You may be thinking to yourself: “What is she talking about? Is she talking about cancel culture, call-out culture, culture in general, or some other thing?” The answer to that is: No. I am not talking about any of those things. I don’t lay claim to a thesis here. I don’t even lay claim to coherence. This isn’t a thinkpiece. I just want to say that, every time I find myself on social media, I feel more and more that no molecule ever traveled the length of spacetime to live the life of your average stranger online. The Internet is not the worst place in the world. But nowhere else do I feel the contradiction between human compassion and human cruelty more acutely. A pit filled with the bodies of nephilim and their congealing blood, and I sit on the edge of that pit, legs dangling over the red-black hole, watching, and trying not to watch.

Ghosts

This is the last post I will write about Gideon, because I have the feeling that he is fading—not out of life in general, but out of my life, specifically. A tremulous line of salt on the craggy blue rocks, dissolving as the water comes in. The last triumphant note of a hundred-member orchestra, evaporating into the air of a bronze chamber. Tears cling to my face—tears neither of suffering nor joy, but some third thing that unbolts like a chest in an attic.

Time is a forest and Gideon and I briefly walked one of its branching paths together. I recall emerging, blurry-eyed, from a far-off den, and seeing him across a field of purple heather, through the thorns. We were brought together by the similarities in life experience, the proximity in our ages, and the coincidence of our encounter at the crossroads. Though we had little in common, initially, beyond the circumstantial, we both possessed a dark streak that we felt set us apart, and that made us distrustful of anything dew-sweetened in the gardens of our pasts—those potions, clouds, and roses. We suspected already that knowledge—sometimes an antidote, sometimes a poison—would trickle back through the forest, settling in those gardens like an oil spill, revealing the potion to be syrup, the clouds, smoke. The roses, fanged and carnivorous.

In a coffee shop on a main road, we compared notes. We traded vulnerabilities, and didn’t. We learned, and didn’t. On a frozen street in midwinter, we tried to console each other. We tried to make the moment more than it was. I held Gideon’s two gloved hands in both of mine and promised we’d keep in touch, though I understood that we would not. My breath was a plume of pewter-colored smoke. His face contorted with pain, but I was privately embarrassed by the hugeness of his feelings. Another part of me, secreted within the depths of my ego, was crushed, too, because I knew his tears were not shed on my behalf, but because of his fear of the upcoming end to our age of innocence.

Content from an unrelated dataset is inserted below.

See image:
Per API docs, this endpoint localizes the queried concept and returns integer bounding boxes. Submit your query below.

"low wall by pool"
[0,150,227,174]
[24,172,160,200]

Ah, I’m not writing about Gideon anymore, am I? Not the Gideon that I know now, in any case. Not tall, dark-eyed and depressed Gideon with the painstakingly gelled hair and the perfectly tailored suit. It may be that in each stage of my life I meet a Gideon—someone who shares my propensity for cynicism, my terror— and we move each other, like twin red stars locked in an inescapable orbit, but without ever coming close to telling each other the truth.

Now, crawling through the dark moss, I raise my eyes and see Gideon. He is hidden in the dense canopy, one eye of blood-streaked amber visible through a shroud of gold-edged leaves. I blink and he vanishes. My breath is a bruised fist in my chest as I wade through a stream of chilly, translucent blue. The water doesn’t rid me of the thorns, but it lessens their sting. On the other side, I find soft hollows left by footsteps, where spores of something unknown and scintillating have taken root.